Consumers shop around for plane tickets, for shoes, and even for more substantial commitments, like credit cards. When it comes to wealth managers though, they stick with the tried-and-true. That means the mightiest firms have an edge that makes it hard for smaller or lesser-known companies to compete.
Those insights come from a report by Cerulli Associates. Investors who have a relationship with a wealth manager usually report being satisfied with that company, Cerulli notes, and the process of vetting and hiring a new one may seem daunting.

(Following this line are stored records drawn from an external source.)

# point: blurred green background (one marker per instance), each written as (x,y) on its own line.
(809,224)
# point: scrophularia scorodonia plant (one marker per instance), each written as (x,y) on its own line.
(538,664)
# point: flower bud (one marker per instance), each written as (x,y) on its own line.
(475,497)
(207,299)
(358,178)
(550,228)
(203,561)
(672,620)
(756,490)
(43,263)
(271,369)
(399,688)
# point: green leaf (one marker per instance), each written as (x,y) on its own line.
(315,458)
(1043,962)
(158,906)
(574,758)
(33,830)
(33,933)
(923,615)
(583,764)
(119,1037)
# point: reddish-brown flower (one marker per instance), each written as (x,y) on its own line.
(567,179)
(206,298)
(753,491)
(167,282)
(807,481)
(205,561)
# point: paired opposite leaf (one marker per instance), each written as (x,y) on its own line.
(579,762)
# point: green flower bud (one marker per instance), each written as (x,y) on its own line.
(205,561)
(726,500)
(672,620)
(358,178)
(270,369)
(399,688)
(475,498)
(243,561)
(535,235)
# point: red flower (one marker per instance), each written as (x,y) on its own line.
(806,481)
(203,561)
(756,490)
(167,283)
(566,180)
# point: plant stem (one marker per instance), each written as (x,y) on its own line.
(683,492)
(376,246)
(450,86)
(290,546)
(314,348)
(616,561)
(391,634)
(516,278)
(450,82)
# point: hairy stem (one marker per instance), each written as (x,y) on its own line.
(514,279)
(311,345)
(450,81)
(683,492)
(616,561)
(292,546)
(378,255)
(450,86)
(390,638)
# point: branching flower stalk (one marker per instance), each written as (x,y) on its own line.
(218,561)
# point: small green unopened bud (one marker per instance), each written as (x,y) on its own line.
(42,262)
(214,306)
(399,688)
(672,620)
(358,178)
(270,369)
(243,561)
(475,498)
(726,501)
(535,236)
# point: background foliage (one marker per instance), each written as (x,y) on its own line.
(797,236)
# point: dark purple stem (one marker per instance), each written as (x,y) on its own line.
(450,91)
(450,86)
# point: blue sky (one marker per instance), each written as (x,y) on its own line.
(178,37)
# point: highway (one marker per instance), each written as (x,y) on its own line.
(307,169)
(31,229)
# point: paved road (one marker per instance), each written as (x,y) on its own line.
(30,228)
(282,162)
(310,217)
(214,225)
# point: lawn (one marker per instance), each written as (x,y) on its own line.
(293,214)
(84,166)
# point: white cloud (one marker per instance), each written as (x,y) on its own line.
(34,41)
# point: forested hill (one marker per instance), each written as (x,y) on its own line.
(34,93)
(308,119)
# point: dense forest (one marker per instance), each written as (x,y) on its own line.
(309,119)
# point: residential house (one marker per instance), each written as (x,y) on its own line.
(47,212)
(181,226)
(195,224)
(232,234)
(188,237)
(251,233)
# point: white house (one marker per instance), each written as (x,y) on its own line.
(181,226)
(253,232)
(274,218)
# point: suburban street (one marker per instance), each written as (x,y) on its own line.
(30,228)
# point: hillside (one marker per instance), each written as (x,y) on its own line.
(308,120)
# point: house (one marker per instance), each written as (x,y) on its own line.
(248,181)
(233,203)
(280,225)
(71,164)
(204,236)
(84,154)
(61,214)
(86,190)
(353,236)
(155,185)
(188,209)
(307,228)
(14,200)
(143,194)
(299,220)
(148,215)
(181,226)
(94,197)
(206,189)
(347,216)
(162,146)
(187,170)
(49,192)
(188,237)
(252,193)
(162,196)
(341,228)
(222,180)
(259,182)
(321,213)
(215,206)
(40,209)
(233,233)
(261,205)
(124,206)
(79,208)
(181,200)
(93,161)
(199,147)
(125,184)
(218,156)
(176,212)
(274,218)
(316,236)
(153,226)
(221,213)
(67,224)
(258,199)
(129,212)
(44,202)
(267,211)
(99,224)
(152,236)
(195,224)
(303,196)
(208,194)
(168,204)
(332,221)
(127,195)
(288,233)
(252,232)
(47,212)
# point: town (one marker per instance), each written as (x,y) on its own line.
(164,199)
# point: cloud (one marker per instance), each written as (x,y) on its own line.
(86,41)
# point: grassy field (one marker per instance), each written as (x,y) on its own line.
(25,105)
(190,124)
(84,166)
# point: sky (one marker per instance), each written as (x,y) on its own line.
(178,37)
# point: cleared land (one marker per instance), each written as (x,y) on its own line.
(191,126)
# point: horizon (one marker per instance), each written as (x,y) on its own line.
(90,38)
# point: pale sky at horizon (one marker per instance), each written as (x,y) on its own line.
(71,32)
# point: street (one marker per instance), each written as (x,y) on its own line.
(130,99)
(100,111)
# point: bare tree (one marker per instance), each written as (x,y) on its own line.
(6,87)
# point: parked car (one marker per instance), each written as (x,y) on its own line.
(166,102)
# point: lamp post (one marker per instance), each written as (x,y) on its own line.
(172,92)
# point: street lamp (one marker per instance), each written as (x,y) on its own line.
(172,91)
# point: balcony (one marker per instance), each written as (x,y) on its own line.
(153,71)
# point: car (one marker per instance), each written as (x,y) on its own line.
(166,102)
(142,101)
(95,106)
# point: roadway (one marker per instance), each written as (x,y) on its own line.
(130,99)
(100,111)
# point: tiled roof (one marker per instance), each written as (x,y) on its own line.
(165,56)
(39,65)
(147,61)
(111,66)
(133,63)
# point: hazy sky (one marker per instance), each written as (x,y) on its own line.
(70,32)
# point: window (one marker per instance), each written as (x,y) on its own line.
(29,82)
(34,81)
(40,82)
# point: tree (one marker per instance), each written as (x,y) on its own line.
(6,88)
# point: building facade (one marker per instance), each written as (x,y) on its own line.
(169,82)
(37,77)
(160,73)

“Investors seeking a new provider usually do so after a major event— frequently a change in employment status or a perceived critical failure by the current provider,” the firm said in its fourth quarter retail investor report. “With no comprehensive objective guide to the hundreds of wealth management providers available to them, investors most often turn to two options: recommendations of friends and family or those firms which come to mind first when they think of competitors in the space.”
That makes what Cerulli calls “brand equity” all the more critical.
In fact, respondents to a survey commissioned by Cerulli were relatively unable to recall the brand names of wealth managers unaided, though when prompted with specific names, they do better.
In both categories, Fidelity Investments dominates. Half of all respondents were able to call to mind the brand name unaided, and 88% recognized it when prompted. “The firm’s extensive advertising, combined with its presence as retirement plan provider for millions of participants, have combined to make it the most formidable brand in the wealth management segment,” Cerulli explains.
Charles Schwab is right behind, with 87% of respondents recalling the name when prompted, but only 33% offering it unaided.
Vanguard comes third, with only 23% of investors aware of it on their own, but an 80% awareness level when prompted. For one of the pioneers of the lowest-fee investing possible, that isn’t necessarily a bad thing, Cerulli notes: “By opting out of the more active marketing options used by Fidelity and Schwab, Vanguard consigns itself to a somewhat reduced awareness level, but this has little downside for the firm as it has been awash in inflows in recent years.”
In a series of follow-up questions — how trustworthy is the wealth manager? does it offer investment advice tailored to the needs of the consumer? — respondents ranked the various companies in the same order as their overall brand awareness, reinforcing Cerulli’s premise that name recognition counts for a lot.
People usually recommend most highly the wealth managers they invest with.
One exception: respondents do rank Vanguard first when answering which firm “has some of the lowest fees in the industry.” Yet even if Vanguard was one of the earliest leaders in the low-fee revolution, nearly all the big wealth managers in Cerulli’s survey have been engaged in aggressive cost-cutting.